Colonization in Canada

Colonization in Canada dates back to the early 1500s when Jean-François de la Rocque de sieur Roberval, the viceroy of Canada was tasked with creating a permanent colony in the New World (The Canadian Encyclopedia, n.d.) Over time, many other New World explorers and religious orders like the Jesuits joined Roberval in the colonization of Canada and began to engage in economic actions such as the fur trade (The Canadian Encyclopedia, n.d.) By the 1600s, the Hudson’s Bay Company was created, taking over the fur trade (Gismondi, 2020) and the forced transportation of slaves to the new world had begun (Parks Canada, 2020). The 1700s saw infighting amongst colonizing nations as they sought to take for themselves what they felt were the best parts of the land (The Canadian Encyclopedia, n.d.). As further emissaries from colonizing nations arrived in Canada, they brought along with them a disease that would go on to decimate Indigenous populations over the entire millennia, smallpox (Spaulding & Foster-Sanchez, 2020).Through all this, Indigenous people and the British government in Upper Canada (Ontario) were working towards one of the first land agreements in Canada, the Niagara Treaty of 1781 (The Canadian Encyclopedia, n.d.). The start of the 1800s brought about the beginnings of relief from the smallpox epidemic when the first smallpox vaccinations were given out by a doctor named John Clinch (The Canadian Encyclopedia, n.d.).
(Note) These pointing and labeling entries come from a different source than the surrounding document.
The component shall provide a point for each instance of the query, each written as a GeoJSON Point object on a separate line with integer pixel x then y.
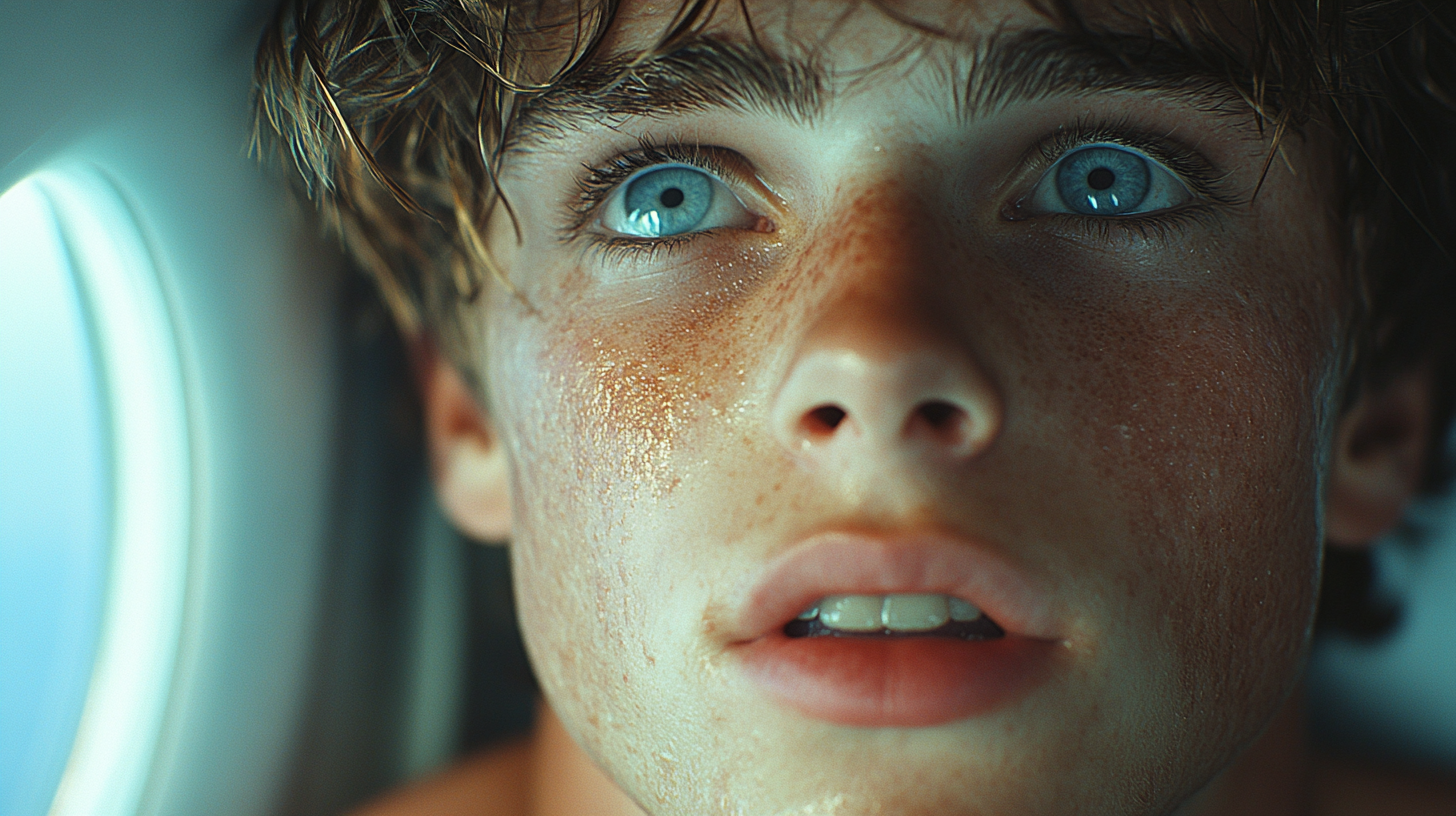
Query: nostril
{"type": "Point", "coordinates": [823, 420]}
{"type": "Point", "coordinates": [939, 414]}
{"type": "Point", "coordinates": [942, 421]}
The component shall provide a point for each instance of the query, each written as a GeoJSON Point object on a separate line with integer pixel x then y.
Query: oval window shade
{"type": "Point", "coordinates": [150, 493]}
{"type": "Point", "coordinates": [54, 501]}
This millennium also brought with it the creation of the Underground Railroad (The Canadian Encyclopedia, n.d.). This particular piece of history helps to position Canada as a safe haven for slaves. But as alluded to earlier in this section with the mention of the beginning of the slave trade in Canada, and what the next section of this toolkit represents, Canada’s relationship to slavery is much more complex than that. These past events helped to create the foundation on which our post-secondary institutions were formed and influenced the structures that brought these institutions into the present day.